If we really want to get serious about border security, it is time to put the Washington politicians in a time out and bring in people who know what they are talking about.
At a closed meeting of senior House Democrats a couple of weeks ago, Rep. Carolyn Maloney, D-N.Y., came up with an idea that had some promise: Why not ask the governors of the four states along the U.S.-Mexico border - who happen at the moment to be two Democrats and two Republicans - for their ideas of how best to spend federal money to make the border safer?
Her proposal has not gotten anywhere. But it - or some version of it - deserves serious consideration now that one partial government shutdown is over and another looms.
What is needed is an approach that goes beyond the immediate challenge before a conference committee of House and Senate negotiators. Their task, plenty difficult on its own, is to come up with a spending agreement that soothes President Donald Trump enough to keep the government open past the next deadline, which is Feb. 15.
But they should also take this opportunity to find a more rational way to discuss border security, which is a goal that both parties say they want.
"The best policy is generated from facts and data," Maloney says. "We need to get creative."
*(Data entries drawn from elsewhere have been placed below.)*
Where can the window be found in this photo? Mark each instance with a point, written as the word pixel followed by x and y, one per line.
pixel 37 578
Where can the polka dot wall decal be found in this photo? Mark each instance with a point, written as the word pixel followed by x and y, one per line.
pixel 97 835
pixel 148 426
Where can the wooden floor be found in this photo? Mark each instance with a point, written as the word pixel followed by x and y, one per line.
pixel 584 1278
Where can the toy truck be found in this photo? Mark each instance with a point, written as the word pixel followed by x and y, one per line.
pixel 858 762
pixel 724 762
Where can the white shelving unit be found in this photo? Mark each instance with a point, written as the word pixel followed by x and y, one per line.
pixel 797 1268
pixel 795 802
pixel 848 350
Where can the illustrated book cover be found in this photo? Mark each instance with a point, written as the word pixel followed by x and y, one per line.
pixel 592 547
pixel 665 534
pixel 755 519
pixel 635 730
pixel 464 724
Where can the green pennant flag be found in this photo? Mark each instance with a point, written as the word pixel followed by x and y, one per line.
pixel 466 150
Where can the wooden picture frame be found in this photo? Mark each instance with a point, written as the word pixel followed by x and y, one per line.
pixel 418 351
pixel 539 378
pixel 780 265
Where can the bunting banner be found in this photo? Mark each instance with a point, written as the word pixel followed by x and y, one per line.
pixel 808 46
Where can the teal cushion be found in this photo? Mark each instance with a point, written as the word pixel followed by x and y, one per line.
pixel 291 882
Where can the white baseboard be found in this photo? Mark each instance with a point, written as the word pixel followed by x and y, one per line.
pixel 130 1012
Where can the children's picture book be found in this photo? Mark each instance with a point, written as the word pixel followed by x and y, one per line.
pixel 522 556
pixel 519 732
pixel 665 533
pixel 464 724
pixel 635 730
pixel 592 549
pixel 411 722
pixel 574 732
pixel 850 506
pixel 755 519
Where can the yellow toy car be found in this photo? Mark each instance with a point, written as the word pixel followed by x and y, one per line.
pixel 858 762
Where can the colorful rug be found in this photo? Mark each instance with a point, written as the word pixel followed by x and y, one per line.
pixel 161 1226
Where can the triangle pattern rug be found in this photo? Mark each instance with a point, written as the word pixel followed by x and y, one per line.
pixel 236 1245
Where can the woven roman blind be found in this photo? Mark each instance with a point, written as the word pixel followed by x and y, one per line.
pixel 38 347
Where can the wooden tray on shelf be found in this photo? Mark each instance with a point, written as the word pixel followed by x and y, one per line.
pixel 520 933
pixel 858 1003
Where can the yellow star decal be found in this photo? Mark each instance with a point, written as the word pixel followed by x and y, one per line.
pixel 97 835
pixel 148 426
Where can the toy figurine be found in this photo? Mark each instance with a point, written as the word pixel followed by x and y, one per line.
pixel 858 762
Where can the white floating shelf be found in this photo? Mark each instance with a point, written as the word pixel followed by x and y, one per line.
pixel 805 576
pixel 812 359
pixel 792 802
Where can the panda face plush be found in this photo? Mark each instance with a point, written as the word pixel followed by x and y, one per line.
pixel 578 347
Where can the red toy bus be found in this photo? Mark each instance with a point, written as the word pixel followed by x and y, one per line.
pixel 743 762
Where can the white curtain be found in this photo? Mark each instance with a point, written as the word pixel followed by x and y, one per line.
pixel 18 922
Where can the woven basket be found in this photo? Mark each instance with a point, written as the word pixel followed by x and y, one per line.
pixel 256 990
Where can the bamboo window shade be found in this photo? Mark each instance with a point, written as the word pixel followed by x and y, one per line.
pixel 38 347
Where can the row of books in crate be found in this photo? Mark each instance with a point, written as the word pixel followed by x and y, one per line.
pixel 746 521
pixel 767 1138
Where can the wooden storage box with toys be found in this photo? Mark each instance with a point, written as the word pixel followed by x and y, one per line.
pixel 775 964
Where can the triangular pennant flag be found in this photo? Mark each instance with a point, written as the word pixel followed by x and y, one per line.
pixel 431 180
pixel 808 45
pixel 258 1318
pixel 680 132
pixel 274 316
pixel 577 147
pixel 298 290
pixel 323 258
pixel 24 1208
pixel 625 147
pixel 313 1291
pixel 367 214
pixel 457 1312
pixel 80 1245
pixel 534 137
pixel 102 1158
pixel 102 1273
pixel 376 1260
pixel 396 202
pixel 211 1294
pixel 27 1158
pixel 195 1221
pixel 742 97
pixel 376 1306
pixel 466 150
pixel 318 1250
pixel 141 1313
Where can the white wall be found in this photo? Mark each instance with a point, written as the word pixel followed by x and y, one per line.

The border-state governors, as Maloney noted, have an especially valuable perspective. Whether they would be willing to dive into the middle of this fight is another question.
More than 60 percent of the U.S.-Mexico border runs through Texas. But its Republican governor, Greg Abbott, has been noticeably silent about Trump's demand for $5.7 billion to build a wall.
Still, there is plenty of experience and expertise elsewhere that might be tapped in searching for consensus on border security.
One possibility: Senate Majority Leader Mitch McConnell, R-Ky., and House Speaker Nancy Pelosi, D-Calif., could each appoint a set of experts to a bipartisan commission, give them three months to analyze the security needs at the border, and ask them to prioritize how $5.7 billion should be spent to address those problems. Then, the two congressional leaders could pledge to put their proposal in its entirety to an up-or-down vote in each house of Congress, negating the possibility that it could be picked apart in yet another round of partisan squabbling.
It is easy to dismiss a blue-ribbon-commission approach as simply punting an intractable problem. But similar approaches have worked in the past, notably in the early 1980s, when a bipartisan commission helped bring Congress together to make the Social Security system more solvent.
To work, such a panel would have to have credible, balanced leadership - co-chaired, say, by Doris Meissner, who was commissioner of the U.S. Immigration and Naturalization Service under President Bill Clinton, and Michael Chertoff, who was secretary of homeland security under President George W. Bush.
One of the most beneficial things a group of experts could do is define what problems truly exist at the border. Is there a crisis? And if so, what kind of crisis?
It is not the one that Trump claims, with the outrageously inflated - and suspiciously precise - numbers he tweeted Sunday: "We are not even into February and the cost of illegal immigration so far this year is $18,959,495,168. Cost Friday was $603,331,392. There are at least 25,772,342 illegal aliens, not the 11,000,000 that have been reported for years, in our Country."
In fact, as measured by the number of people crossing illegally, the border has become much tighter than it used to be. Apprehensions in recent years have been running at roughly a quarter of what they were at their peak, around the year 2000.
But there are long-standing problems, with obvious solutions. Stemming the flow of illegal drugs, most of which are smuggled through legal checkpoints, calls for greater manpower and more sophisticated detection. And yes, physical barriers have a role as well, as they have for decades.
Meanwhile, there is a newer challenge, with the arrival of record numbers of families and unaccompanied children seeking refuge from violence and poverty. The Trump administration's response, which has been to narrow the means of applying for asylum and tighten the criteria, has served only to sow more chaos at the border, which will worsen with a newly implemented policy that forces migrants to wait in Mexico as their claims are processed in U.S. courts.
So does Congress really want to do anything about border security? If so, the two parties must stop talking past each other. And if the politicians cannot do it, it is time to bring in someone else to make a try.
Karen Tumulty is a Washington Post columnist covering national politics. She joined The Post in 2010 from Time magazine and has also worked at the Los Angeles Times.